My intuition was that what is preserved is linear momentum, and that the preservation of angular momentum can be derived as a consequence, at least in classical mechanics. I also thought that the converse might be possible too. Looking a bit on the web, I do realize that it must be a bit more subtle, both being apparently faces of the same inertial coin. But my current understanding stops here.

Still, my interest on this site is, to a large extent, to be able to explain things with as little math as possible, and some back-of-the-envelope calculations. Math is of course essential, but I never took a formula for an understanding.

So I will try to explain here where the angular momentum goes when the centripetal force disappear.

The case of the disappearing angular momentum

Angular momentum is like corpses in detective novels: you may not find them, but they have to be somewhere.

Lets take a simple murder case: it is the case of two equal point masses ($m$ each) tied by a massless rope of length $2r$, turning in freefall (no external forces) with a linear speed $v$. The rope is there to provide the centripetal force, which for each mass is the centrifugal force of the other transmitted by the rope. The two masses turn on a circle, the rope being a rotating diameter of the circle.

The linear momentum of each mass is $mv$, and its angular momentum is $(mv)r$. The total angular momentum is thus $2(mv)r$.

This is not really much different from David rotating his sling, except for the fact that David is heavier than his stones.

Now we cut the rope, letting the two point masses fly of the tangents, which are two parallel lines at a distance $2r$. There is only linear motion, so it seems that the angular momentum has disappeared. Let's find it.

You must first note that since there are no external forces on the system, its center of mass will not move. The masses fly away in opposite directions and at the same speed. Now, you may notice also that the trajectory of each is on a straight line, which is at distance $r$ from the center of mass (on two opposite sides).

Let O be the center of mass, A and A' the positions of the masses on the circle at time 0 when the rope is cut, and B and B' their position at some time $\theta$ later. Consider the linear momentum vector $mv$ on AB. It project as a vector $mv_t$ on the perpendicular to the line 0B in B, which forms with the vector $mv$ on AB a triangle similar to OAB. Let $R$ be the distance between O and B. It is easy to show from relations in similar triangles that $R(mv_t)=r(mv)$.

In other words, the mass in B (and same for B') still has the same angular momentum with respect to the center of mass.

Note that the line BB' between the masses is still a diameter that rotates ever more slowly so as to accomodate straight motion of both masses.

• More generally, For any chosen point in space, the line connecting this point to a moving mass will thus rotate according to the angular momentum of the mass with respect to the point considered and its moment of inertia for that point. This momentum is invariant in the absence of force applied to the mass.
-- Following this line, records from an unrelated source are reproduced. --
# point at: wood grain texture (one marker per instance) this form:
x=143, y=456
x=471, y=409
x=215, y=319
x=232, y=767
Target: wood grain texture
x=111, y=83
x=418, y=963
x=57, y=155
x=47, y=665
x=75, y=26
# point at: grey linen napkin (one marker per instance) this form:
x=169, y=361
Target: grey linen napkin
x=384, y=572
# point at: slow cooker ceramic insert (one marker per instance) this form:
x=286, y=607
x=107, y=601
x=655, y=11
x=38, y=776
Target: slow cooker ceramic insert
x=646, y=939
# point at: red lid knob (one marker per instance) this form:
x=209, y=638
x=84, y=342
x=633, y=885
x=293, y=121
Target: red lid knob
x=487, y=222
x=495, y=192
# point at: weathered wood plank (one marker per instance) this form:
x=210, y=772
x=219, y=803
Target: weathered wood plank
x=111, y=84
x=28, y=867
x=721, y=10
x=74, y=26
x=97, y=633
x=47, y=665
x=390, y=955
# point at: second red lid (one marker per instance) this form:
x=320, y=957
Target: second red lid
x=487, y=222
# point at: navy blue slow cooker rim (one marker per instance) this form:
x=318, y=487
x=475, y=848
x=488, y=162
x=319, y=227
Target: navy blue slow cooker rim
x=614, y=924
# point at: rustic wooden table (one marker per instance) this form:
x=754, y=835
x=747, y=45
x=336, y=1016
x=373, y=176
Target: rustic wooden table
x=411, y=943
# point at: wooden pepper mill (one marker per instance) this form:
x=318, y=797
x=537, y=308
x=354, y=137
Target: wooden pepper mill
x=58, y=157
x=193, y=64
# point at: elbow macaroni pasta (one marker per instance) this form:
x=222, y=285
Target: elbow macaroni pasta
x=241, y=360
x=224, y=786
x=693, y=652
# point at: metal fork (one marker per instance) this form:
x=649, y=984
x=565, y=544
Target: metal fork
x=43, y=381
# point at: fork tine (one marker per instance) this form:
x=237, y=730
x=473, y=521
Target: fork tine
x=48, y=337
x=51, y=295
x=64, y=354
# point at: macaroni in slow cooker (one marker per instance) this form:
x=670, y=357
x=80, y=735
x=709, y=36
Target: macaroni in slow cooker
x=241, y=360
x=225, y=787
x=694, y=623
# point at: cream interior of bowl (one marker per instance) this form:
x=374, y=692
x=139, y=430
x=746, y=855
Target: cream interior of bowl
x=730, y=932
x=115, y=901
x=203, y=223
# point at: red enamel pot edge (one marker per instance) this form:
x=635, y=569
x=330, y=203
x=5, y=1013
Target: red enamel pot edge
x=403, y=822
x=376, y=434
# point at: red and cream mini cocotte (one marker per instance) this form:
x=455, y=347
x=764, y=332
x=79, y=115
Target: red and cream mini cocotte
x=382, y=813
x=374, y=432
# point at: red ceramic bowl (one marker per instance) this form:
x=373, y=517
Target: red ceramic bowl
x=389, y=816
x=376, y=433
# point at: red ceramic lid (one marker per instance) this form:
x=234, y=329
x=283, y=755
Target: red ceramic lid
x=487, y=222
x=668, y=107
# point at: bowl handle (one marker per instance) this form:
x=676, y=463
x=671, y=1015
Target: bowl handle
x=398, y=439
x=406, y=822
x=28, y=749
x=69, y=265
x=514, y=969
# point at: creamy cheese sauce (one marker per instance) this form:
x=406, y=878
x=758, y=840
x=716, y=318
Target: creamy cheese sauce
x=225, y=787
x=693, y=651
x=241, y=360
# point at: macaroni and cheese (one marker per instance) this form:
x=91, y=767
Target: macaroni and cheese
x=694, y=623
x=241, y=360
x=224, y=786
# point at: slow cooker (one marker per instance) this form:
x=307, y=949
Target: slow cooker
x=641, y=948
Such a force defines a corresponding torque with respect to the center of rotation considered, which can be applied taking into account to the moment of inertia of the mass for that same center.

Indeed, there was another invisible massless rope between the 2 masses, of length $2R$. So at time $\theta$, this new rope is taut, and the radial components of the two linear momentums, on line BB', cancel out providing for each mass a new centripetal force. What is left is the two projections $R(mv_t)$ for each mass, opposite and orthogonal to the line BOB'.

Then the two masses will start rotating again at distance $R$ around the common center of mass, with the same angular momentum as before, as we have computed. The speed will be slower, compensated in inverse proportion by a longer radius.

Our corpse was not dead, after all.

This shows that angular momentum is preserved on its own, but is related to linear momentum, at least in classical mechanics.

(Note that my use of vectors is a bit loose, since angular momentum is a vector cross product).

Sorry for being so long. I write also for myself. I found this work very fruitful as it lead me to another question: What is the difference between translation and rotation?